09/09/19

Exonération des titres-repas: de nouvelles précisions!

La Cour de cassation a confirmé l’arrêt de la Cour du travail de Bruxelles du 8 septembre 2016, qui avait estimé que les titres-repas accordés en conversion d’une partie d’une prime restant allouée jusqu’à concurrence d’un montant réduit n’étaient pas exonérés de cotisations de sécurité sociale.

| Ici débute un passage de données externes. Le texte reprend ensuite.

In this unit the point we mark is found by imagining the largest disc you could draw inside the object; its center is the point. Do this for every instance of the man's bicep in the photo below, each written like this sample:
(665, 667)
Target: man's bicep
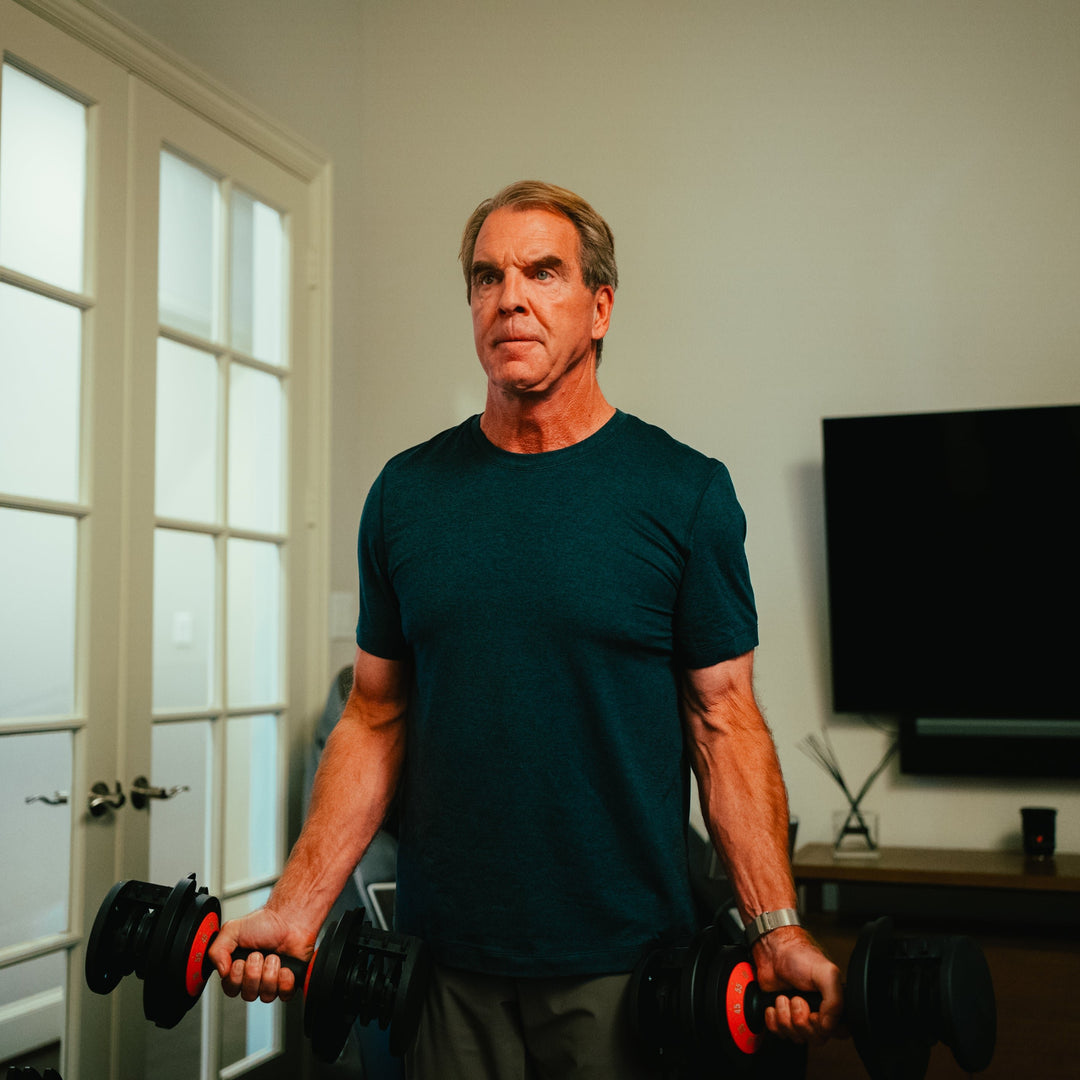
(379, 684)
(715, 690)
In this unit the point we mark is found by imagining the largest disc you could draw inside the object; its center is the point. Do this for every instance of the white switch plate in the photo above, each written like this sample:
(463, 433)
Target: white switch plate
(342, 617)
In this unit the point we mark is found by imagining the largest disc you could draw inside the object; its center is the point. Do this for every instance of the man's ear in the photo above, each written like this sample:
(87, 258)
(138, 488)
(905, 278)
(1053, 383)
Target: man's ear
(602, 315)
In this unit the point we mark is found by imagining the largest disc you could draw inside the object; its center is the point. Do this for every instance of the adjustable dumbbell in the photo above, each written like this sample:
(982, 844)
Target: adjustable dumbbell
(359, 972)
(697, 1006)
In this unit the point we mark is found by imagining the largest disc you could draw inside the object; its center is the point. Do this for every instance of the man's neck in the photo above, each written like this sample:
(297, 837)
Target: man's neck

1. Conditions d’exonération des titres-repas

L’article 19bis, §1er, de l’arrêté royal du 28 novembre 1969 pris en exécution de la loi du 27 juin 1969 révisant l’arrêté-loi du 28 décembre 1944 concernant la sécurité sociale des travailleurs énonce les conditions dans lesquelles un titre-repas est exonéré de cotisations de sécurité sociale.

L’une d’elles est que le titre-repas ne peut être accordé en remplacement ou en conversion d’une rémunération, d’une prime ou d’un avantage.

2. Arrêt de la Cour de cassation du 24 juin 2019

Dans un arrêt du 8 septembre 2016, la Cour du travail de Bruxelles a décidé que des titres-repas qui avaient été octroyés en remplacement ou en conversion d’une partie d’une prime constituent de la rémunération. Des cotisations de sécurité sociale sont donc dues sur ces montants.

La Cour de cassation a été interrogée quant à cette interprétation.

Dans son arrêt, la Cour rappelle expressément que l’article 19bis, §1er, de l’arrêté royal du 28 novembre 1969 n’opère aucune distinction selon que le remplacement ou la conversion de la prime soit totale ou partielle.

Seule l’existence d’un remplacement ou d’une conversion est requise.

Sur cette base, un titre-repas doit être considéré comme de la rémunération, et soumis à des cotisations de sécurité sociale, dès lors qu’il est octroyé dans le cadre de la conversion d’une prime, que celle-ci soit totale ou partielle.

Que retenir ?

La Cour de cassation précise les conditions dans lesquelles des titres-repas peuvent bénéficier d’une exonération de cotisations de sécurité sociale.

Elle énonce que l’employeur qui décide d’octroyer des titres-repas en conversion partielle d’une prime ne peut bénéficier de cette exonération.